I have pip installed BMTK version 1.0.8 on our HPC cluster, running on Rocky8 OS and with Intel Icelake CPUs. When I start an interactive job with 16 tasks, I fail to import the bmtk.analyzer.compartment package:

$ nproc
16
$ module use /apps/leuven/rocky8/icelake/2022b/modules/all
$ module load BMTK/1.0.8-foss-2022b
$ python
Python 3.10.8 (main, Jul 13 2023, 22:10:28) [GCC 12.2.0] on linux
Type "help", "copyright", "credits" or "license" for more information.
>>> import bmtk
>>> import bmtk.analyzer.compartment
[m28c27n1:3237025] OPAL ERROR: Unreachable in file ext3x_client.c at line 112
--------------------------------------------------------------------------
The application appears to have been direct launched using "srun",
but OMPI was not built with SLURM's PMI support and therefore cannot
execute. There are several options for building PMI support under
SLURM, depending upon the SLURM version you are using:

  version 16.05 or later: you can use SLURM's PMIx support. This
  requires that you configure and build SLURM --with-pmix.
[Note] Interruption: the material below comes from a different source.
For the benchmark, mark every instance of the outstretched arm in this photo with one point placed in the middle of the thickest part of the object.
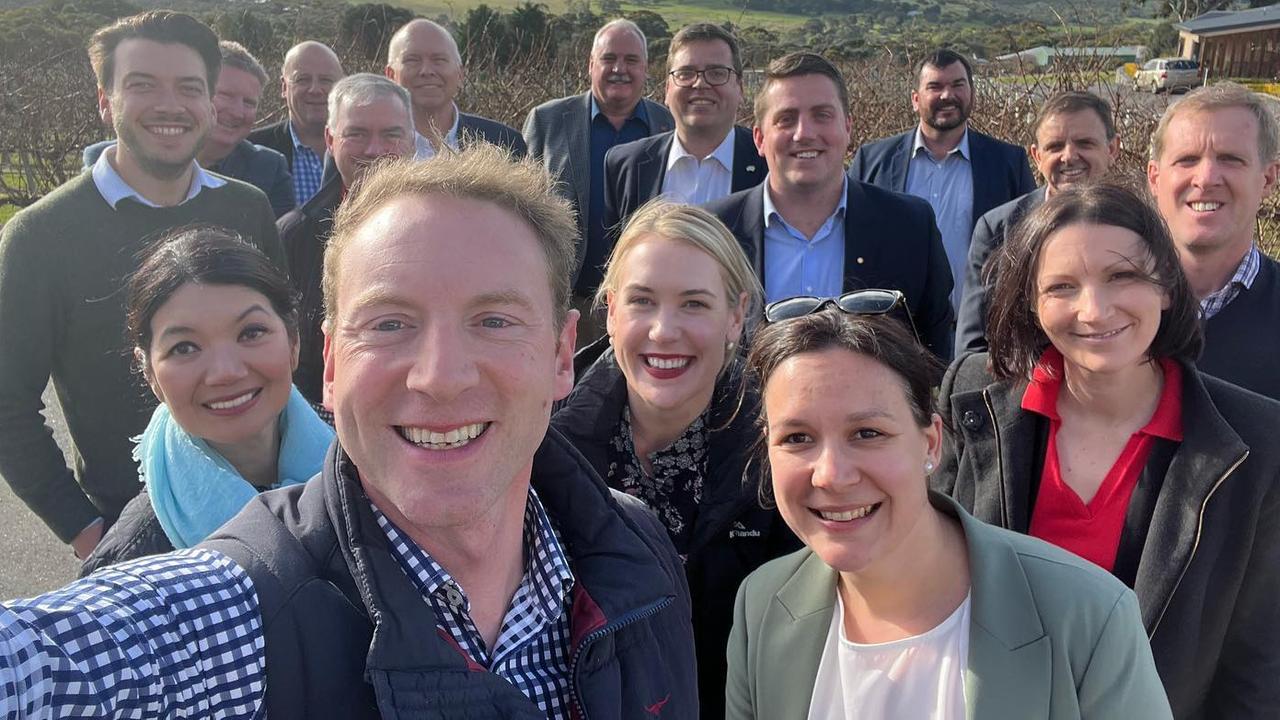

  Versions earlier than 16.05: you must use either SLURM's PMI-1 or
  PMI-2 support. SLURM builds PMI-1 by default, or you can manually
  install PMI-2. You must then build Open MPI using --with-pmi pointing
  to the SLURM PMI library location.

Please configure as appropriate and try again.
--------------------------------------------------------------------------
*** An error occurred in MPI_Init_thread
*** on a NULL communicator
*** MPI_ERRORS_ARE_FATAL (processes in this communicator will now abort,
***    and potentially your MPI job)
[m28c27n1:3237025] Local abort before MPI_INIT completed completed successfully, but am not able to aggregate error messages, and not able to guarantee that all other processes were killed!

I have built BMTK/1.0.8-foss-2022b (and all its dependencies) against OpenMPI/4.1.4-GCC-12.2.0 module. However, this specific OpenMPI module is not built with Slurm support. That's why parallel applications which are launched using srun would spit out the OPAL error message above.

I would like to ask if there exists an environment variable to choose how the tasks would be launched? So that I can choose to use mpirun directly instead of srun.

kaeldai commented 11 months ago

Hi @moravveji, BMTK it-self does not directly call srun or mpirun. It uses standard mpi4py library which relies on your locally installed version of OpenMPI. We've ran large bmtk simulation using both Moab/Torque and Slurm, although how to actually execute them will be different for each cluster.

One thing to try is to create a python script and run directly from the prompt using mpirun (or mpiexec), so

$ mpirun -np 16 python my_bmtk_script.py

Unfortunately, whatever you do will no longer be interactive, and I don't think you can start-up a shell using mpirun (or alteast I've never seen it done before). If you're using Moab I think you can use the qsub -I option to get an interactive shell, but I haven't tried it myself.

Another option to try is using/compiling a different version of OpenMPI. If you access to anaconda, it might be worth creating a test environment and installing OpenMPI/MPICH2. I believe that when it installs it will try to find the appropriate workload manager options on the system, and if there is a slurm manager on your hpc, will install with PMI support. Although in my experience it doesn't always work, especially if slurm is installed in a non-standard way.

moravveji commented 11 months ago

Thanks @kaeldai for your comments. I can already share few thoughts based on our recent try-and-error tests:

So, the take home message is to avoid using bmtk in an interactive session (when OpenMPI is not compiled with PMI{2,x} support).